Technology has elevated response time in service delivery through timely and accurate information storage. Electronic health records have the least probable occurrence of errors, theft or damage (Kovner et.al. 2011). In addition, electronic health records are more accessible, accurate, and timely processed. Practitioners equipped with comprehensive patient information can easily make knowledgeable decisions concerning resident care. Medical care in its preventive approach uses technology to determine medical trends. Through analysis of patient information, online databases accurately determine health patterns such as outbreaks. Early prediction of medical trends allows timely response and increases the incentive for preventive innovations elevating the quality of service delivery.

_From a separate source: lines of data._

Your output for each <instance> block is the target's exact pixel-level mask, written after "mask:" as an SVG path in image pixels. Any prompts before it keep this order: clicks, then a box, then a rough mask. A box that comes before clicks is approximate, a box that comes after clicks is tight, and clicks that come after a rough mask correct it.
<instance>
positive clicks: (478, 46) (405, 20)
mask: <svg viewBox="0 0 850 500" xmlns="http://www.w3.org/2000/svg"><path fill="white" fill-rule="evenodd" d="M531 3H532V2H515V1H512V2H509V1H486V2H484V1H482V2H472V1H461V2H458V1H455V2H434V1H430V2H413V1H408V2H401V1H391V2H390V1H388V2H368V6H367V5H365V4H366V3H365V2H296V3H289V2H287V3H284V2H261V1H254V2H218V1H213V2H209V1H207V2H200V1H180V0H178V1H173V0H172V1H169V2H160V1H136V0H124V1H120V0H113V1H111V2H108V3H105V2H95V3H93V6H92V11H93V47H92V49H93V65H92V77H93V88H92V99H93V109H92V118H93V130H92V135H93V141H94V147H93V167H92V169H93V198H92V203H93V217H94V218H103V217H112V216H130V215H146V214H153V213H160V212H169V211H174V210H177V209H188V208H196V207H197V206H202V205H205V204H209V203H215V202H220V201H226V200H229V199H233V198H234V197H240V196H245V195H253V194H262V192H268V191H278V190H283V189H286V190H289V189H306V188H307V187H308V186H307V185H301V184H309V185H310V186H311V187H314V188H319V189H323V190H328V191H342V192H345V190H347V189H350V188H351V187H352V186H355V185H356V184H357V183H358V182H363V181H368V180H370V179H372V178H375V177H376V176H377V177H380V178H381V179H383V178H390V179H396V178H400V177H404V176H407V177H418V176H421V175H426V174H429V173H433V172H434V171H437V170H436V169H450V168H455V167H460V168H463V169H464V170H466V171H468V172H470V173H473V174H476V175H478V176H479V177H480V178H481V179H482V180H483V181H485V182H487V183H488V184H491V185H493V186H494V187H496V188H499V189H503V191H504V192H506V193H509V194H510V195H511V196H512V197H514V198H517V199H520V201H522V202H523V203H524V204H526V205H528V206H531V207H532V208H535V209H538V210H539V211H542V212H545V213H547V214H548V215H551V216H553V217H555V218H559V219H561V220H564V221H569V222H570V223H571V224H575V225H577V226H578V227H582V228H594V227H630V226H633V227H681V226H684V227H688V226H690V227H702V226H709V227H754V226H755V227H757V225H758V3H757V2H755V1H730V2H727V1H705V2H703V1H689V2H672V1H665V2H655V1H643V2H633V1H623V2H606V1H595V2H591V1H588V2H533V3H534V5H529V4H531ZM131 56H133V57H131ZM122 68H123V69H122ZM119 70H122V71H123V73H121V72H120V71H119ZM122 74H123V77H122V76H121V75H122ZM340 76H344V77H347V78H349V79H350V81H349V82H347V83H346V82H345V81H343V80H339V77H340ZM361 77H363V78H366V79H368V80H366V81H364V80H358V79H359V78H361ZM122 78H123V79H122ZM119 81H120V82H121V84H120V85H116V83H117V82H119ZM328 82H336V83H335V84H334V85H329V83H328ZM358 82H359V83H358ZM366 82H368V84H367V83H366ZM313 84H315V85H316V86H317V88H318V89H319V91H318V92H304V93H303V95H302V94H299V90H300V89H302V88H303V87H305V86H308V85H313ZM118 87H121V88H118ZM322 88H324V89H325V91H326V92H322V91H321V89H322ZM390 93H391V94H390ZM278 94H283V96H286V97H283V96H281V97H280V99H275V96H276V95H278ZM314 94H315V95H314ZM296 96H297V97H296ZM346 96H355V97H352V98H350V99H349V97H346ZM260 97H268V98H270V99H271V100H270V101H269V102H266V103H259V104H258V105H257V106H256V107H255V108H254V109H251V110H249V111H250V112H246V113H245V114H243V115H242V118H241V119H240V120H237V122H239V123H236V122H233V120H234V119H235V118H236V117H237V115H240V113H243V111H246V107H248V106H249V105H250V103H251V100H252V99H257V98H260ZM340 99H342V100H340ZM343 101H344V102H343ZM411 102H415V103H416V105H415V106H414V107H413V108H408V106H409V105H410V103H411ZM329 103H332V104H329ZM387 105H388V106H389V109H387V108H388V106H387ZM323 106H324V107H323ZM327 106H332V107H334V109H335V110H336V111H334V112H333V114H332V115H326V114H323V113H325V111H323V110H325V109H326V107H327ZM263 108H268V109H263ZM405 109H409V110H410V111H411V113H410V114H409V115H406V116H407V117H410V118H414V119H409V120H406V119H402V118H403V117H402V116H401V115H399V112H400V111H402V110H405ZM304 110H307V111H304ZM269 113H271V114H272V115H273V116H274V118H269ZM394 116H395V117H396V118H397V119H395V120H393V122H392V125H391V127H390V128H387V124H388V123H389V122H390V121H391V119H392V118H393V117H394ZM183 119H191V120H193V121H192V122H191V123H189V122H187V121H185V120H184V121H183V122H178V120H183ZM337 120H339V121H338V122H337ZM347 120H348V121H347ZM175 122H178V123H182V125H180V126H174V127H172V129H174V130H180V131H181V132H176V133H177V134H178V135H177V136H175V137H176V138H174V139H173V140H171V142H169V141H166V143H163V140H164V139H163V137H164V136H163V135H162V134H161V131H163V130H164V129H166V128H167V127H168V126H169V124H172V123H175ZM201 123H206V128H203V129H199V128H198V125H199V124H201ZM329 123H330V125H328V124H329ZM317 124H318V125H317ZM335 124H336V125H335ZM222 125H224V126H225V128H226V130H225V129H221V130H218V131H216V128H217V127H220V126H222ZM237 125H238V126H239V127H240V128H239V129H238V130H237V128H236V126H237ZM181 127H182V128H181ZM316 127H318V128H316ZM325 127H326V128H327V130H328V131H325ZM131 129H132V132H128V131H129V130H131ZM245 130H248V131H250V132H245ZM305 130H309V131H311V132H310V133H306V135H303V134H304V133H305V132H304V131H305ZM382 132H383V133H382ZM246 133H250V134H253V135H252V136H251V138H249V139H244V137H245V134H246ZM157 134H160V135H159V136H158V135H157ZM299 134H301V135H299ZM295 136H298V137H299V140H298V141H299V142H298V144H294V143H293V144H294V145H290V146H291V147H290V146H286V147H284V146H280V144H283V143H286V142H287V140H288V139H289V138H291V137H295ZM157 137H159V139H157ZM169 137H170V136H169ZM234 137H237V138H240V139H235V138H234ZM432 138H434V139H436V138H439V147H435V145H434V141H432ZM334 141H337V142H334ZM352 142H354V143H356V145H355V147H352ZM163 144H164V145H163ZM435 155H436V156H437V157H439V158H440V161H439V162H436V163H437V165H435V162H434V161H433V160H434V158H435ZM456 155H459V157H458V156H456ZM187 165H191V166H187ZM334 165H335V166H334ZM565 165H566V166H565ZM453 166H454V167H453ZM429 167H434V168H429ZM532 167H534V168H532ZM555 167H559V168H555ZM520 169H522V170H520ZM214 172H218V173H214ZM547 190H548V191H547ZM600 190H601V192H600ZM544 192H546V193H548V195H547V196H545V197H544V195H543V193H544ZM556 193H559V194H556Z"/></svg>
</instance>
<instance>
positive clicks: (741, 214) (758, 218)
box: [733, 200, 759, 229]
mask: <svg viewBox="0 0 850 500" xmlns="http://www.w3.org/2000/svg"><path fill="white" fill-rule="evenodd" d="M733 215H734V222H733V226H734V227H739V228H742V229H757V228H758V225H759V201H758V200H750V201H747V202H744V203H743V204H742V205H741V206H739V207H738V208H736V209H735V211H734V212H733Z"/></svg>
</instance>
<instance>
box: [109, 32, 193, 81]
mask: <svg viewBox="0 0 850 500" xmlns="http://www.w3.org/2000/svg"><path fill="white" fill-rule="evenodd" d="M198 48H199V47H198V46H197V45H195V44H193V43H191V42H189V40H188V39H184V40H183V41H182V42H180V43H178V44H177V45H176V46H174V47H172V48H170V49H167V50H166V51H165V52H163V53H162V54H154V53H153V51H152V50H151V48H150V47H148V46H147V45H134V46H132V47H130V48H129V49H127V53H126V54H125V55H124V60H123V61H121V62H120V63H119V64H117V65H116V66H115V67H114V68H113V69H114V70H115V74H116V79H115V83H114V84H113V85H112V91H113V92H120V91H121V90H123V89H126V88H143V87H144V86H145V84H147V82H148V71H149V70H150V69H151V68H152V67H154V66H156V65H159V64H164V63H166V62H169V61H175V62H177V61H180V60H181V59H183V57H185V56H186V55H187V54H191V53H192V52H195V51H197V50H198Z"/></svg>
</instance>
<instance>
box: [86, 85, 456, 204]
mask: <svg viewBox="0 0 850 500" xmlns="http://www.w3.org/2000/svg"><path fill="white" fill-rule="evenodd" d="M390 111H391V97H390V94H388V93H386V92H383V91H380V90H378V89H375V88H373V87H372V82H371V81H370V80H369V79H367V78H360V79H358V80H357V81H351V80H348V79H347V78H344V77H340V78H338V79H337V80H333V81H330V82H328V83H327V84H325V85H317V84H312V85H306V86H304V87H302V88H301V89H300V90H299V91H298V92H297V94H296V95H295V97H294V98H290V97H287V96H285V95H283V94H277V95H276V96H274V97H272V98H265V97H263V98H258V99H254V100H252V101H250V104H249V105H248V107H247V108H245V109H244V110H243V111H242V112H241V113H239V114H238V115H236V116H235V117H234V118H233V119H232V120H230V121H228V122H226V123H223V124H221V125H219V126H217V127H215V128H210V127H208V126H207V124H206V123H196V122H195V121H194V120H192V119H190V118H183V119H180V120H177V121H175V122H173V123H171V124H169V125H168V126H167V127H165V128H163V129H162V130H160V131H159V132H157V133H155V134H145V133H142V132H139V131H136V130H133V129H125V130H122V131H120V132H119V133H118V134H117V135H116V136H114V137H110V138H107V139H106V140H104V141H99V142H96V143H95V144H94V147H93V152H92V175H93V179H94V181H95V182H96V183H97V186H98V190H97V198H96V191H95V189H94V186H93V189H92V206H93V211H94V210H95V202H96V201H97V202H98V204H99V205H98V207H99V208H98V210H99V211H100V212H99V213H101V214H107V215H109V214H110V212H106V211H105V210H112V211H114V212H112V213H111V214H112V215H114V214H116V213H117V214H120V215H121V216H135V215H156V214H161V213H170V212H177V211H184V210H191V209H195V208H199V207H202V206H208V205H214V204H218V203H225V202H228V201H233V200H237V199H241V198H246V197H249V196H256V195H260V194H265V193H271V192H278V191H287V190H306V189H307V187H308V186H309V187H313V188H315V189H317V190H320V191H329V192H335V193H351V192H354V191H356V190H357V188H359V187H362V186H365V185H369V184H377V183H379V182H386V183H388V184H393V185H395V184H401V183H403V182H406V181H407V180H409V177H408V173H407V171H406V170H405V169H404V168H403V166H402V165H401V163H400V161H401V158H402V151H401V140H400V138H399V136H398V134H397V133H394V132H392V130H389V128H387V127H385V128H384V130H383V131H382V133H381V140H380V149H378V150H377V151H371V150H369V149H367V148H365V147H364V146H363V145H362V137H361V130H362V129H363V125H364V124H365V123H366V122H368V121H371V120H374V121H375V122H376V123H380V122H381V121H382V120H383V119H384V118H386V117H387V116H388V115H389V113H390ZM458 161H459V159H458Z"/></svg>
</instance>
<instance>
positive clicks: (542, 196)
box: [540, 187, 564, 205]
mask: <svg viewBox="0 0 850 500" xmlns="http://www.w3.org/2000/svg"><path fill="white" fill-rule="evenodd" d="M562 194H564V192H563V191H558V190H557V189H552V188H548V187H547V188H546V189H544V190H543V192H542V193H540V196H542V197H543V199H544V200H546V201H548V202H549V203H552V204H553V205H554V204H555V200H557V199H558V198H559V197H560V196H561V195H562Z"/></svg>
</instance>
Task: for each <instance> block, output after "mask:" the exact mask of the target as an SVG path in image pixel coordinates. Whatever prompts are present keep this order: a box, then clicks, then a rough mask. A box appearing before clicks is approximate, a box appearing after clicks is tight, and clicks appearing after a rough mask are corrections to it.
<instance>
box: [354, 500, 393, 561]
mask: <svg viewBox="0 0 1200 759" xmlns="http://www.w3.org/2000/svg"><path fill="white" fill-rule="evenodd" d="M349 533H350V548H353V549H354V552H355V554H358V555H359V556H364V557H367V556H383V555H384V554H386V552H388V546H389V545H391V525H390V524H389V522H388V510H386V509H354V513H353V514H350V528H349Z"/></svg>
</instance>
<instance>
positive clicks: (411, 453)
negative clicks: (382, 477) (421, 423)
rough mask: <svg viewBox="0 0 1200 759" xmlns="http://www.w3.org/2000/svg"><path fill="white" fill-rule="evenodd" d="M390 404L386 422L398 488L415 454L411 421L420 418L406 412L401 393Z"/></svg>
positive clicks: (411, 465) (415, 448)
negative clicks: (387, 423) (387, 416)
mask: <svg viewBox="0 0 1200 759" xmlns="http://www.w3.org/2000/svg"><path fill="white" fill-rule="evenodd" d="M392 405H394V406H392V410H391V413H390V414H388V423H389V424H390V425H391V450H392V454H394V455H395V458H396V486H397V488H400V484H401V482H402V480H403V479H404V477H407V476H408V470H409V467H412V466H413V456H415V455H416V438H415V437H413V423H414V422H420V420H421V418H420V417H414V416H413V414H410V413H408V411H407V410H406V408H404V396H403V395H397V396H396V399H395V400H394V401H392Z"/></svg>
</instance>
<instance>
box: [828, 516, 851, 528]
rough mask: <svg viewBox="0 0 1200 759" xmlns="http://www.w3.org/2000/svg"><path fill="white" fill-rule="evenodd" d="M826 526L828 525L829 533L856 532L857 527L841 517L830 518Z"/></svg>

Factors that lead to a greater use of outpatient services in the United States is summarized as a general shift to value based care. Outpatient care as opposed to acute care facilities allows service provisions that are timely, more accessible, less expensive and of higher quality in general (Teitelbaum & Wilensky, 2007). Outpatient care is more interactive with patients and practitioners communicating directly. There is no waste in the treatment process as intermediary offices were eliminated in order to reduce hospital work and operational costs. Moreover, there are minimal occurrences of false tests and procedures in outpatient care as practitioners do not have the functional pressures for revenue generation as in the inpatient system.
Shared decision making with patients and other medical practitioners facilitates conclusions on the best medical approaches to be made. This for a doctor gives the best economic and care alternative option best for his patient. The patient similarly has the best angle to view medical alternatives thus remove options that possess high economic and emotional strain on them. This elevates treatment success probabilities as the patient becomes fully interactive and active in the treatment process. Doctors and nurses are more protected through minimized liability given a patient chooses treatments that are not recommended by them (Porzsolt & Kaplan, 2006).
Challenges facing the medical education system over new ACA mandates all revolve around poor clarity of policies. Each system or organization has a defined structure thus integrating the ACA mandates requires strong evidence that define rationale (Kovner et.al. 2011). This is normally a difficult task to solve especially with budgetary constrains in most systems. Equally, coverage, measurement, and training methods under the mandate are unclear. Medical systems do not know whether to halt coverage on the onset or offset of 26 years. Measurement is unclear on whether it is on a monthly or annual basis and in which method it should be performed. On training, challenges include on whether formal orientation, cumulative service requirement, or coverage recording should be employed.
Kovner, A. R., Knickman, J., Weisfeld, V. D., & Jonas, S. (2011). Jonas & Kovner’s health care delivery in the United States.
Porzsolt, F., & Kaplan, R. M. (2006). Optimizing health: Improving the value of healthcare delivery. New York: Springer.
Teitelbaum, J. B., & Wilensky, S. E. (2007). Essentials of health policy and law. Sudbury, Mass: Jones and Bartlett.